Compression shirts are often used by triathletes, but only during recovery. For someone with a shoulder or back injury, compression shirts can provide the firm pressure needed to aid in recovery or help with sleep. This can be particular useful to triathletes, who often strain their shoulders and upper back during hard swim workouts or intense open water race swims.
Should I Use Compression Wear?
Using compression gear is a personal decision, just like any other workout-related purchase. Just like some runners prefer flat shoes while others like the support provided by high, reinforced arches, there is no one right answer. However, given the number of serious runners and triathletes who swear by compression gear, it might not hurt to add compression gear to your locker, along with your other training gear.

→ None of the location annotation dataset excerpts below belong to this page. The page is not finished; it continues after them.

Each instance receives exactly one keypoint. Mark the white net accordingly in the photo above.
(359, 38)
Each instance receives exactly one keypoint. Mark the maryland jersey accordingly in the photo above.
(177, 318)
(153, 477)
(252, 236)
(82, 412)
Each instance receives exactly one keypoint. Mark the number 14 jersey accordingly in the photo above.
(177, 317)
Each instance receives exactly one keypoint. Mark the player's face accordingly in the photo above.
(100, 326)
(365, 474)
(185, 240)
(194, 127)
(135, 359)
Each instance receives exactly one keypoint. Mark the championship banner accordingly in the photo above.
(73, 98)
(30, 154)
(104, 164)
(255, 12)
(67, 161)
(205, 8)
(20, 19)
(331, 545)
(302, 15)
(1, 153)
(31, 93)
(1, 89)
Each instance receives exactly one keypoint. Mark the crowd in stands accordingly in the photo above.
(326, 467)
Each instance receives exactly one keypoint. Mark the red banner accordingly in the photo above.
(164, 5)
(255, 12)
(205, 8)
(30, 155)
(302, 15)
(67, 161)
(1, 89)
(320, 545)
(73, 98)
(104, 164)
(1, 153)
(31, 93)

Given that the recovery benefits of compression gear have been well-documented, that might be the place to begin. Use it first for recovery, and perhaps try it out for some of your workouts as well. Particularly for ailments like shin splints, calf strained, and tendonitis, the stories of compression gear aiding in performance and recovery seem to get more compelling each day.
The bottom line, as with all workout gear, is that if it feels good and helps you workout, then use it.